The decision to sanction Cavani has been criticised by the South American football confederation, CONMEBOL, among others, who point out that it can be used as a term of affection on the continent.
The Uruguayan deleted the post immediately and apologised for any offence caused, but there was shock from the commission that United had not at that stage given the player media training, given the size of Cavani’s Instagram following.
The independent regulatory commission’s written reasons for Edinson Cavani’s sanction have now been published and can be found here: https://t.co/7GjXZKlOuw.— FA Spokesperson (@FAspokesperson) January 7, 2021
“In light of the player’s high profile in the game, his inability to speak English and the fact that he had approaching eight million Instagram followers, the commission were surprised that no such ‘training’ had been specifically put in place for the player by his club,” it stated in its written reasons for issuing the ban.
However, it noted in its mitigating factors that Cavani and the club “have taken steps to ensure that the player has a greater understanding of his responsibilities on social media”.
It is understood that the requirement for Cavani to quarantine immediately disrupted normal orientation activities, which would usually have included media training, and the post was sent before this had been rearranged.

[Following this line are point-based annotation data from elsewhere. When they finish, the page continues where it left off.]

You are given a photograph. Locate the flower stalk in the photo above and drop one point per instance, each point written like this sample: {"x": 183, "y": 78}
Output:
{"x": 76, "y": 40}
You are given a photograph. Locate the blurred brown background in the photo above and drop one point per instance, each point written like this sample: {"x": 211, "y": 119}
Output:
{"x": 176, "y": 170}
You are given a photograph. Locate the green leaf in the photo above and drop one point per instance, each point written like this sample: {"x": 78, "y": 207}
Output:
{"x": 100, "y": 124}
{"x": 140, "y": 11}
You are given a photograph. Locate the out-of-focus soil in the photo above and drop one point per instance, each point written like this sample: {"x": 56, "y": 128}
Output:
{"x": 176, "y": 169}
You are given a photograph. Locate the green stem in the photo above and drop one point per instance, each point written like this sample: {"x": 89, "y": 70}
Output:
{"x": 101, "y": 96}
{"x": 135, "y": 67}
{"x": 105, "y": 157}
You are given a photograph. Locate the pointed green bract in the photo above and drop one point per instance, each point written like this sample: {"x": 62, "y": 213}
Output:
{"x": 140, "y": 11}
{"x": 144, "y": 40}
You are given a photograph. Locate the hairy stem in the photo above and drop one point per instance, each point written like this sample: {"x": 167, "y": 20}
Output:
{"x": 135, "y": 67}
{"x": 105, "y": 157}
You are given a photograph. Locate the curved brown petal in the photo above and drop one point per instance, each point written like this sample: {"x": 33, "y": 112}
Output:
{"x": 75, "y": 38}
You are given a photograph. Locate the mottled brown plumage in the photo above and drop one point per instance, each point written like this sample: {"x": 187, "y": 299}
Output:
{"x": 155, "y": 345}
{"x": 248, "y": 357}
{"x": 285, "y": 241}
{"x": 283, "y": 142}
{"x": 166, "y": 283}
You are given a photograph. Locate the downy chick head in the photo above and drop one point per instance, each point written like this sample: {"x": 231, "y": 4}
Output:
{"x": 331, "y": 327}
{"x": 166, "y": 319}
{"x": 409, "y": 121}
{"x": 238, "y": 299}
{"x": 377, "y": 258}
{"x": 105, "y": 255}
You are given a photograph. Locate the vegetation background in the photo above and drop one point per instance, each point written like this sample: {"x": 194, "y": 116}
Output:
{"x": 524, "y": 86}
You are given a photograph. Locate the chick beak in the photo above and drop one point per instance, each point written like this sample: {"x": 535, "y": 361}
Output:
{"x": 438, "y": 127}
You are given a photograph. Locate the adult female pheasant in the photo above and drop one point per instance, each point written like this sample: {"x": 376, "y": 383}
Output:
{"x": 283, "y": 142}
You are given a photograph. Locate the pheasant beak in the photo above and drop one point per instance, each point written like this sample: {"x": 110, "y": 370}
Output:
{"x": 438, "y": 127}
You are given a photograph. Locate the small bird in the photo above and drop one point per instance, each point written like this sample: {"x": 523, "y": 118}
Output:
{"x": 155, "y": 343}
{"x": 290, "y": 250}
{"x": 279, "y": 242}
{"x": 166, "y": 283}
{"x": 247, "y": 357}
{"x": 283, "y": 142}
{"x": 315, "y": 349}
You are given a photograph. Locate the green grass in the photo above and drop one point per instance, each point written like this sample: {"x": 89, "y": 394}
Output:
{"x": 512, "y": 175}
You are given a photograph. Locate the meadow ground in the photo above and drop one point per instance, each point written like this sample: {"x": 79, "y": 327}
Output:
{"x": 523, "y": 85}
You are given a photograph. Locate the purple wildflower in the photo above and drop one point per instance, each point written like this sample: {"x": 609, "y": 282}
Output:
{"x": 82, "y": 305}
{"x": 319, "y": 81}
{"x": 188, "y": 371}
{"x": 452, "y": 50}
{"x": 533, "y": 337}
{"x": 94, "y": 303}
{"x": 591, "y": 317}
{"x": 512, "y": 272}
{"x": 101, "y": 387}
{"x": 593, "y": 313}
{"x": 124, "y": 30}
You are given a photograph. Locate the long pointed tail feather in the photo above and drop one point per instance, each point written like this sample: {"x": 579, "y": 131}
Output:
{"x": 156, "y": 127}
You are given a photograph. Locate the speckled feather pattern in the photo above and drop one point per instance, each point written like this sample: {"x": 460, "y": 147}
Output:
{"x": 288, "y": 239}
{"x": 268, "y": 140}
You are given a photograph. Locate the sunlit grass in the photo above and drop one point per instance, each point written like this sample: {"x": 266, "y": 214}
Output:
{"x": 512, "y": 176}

However, sources close to the club have questioned how possible it would have been for media training to have covered such a specific set of circumstances as occurred in this case.
The standard minimum sanction for an on-pitch offence is now six matches, but written offences can attract a lower tariff where the commission is satisfied there was no genuine intent to be discriminatory or offensive.
In imposing a three-match ban, the commission wrote: “The unique circumstances and facts of this player’s case were of such significance that a departure from the standard minimum was justified in order to avoid an unjust outcome.”
It was the FA’s case that a reasonable observer with no understanding of the South American cultural norms around the word ‘negrito’ would inevitably see the words as racially offensive, but the commission was satisfied that the post had been sent in “affectionate appreciation” of a friend offering him their congratulations.
As well as the three-match ban, Cavani was fined £100,000.
Manchester United said on New Year’s Eve, when the ban was issued: “As he has stated, Edinson Cavani wasn’t aware that his words could have been misconstrued and he sincerely apologised for the post and to anyone who was offended.
“Despite his honest belief that he was simply sending an affectionate thank you in response to a congratulatory message from a close friend, he chose not to contest the charge out of respect for, and solidarity with, the FA and the fight against racism in football.
“While it is clear that context and intent are key factors, we note that the independent regulatory commission was required to impose a minimum three-game suspension.
“The club trusts that the independent regulatory commission will make it clear in its written reasons that Edinson Cavani is not a racist, nor was there any racist intent in relation to his post.”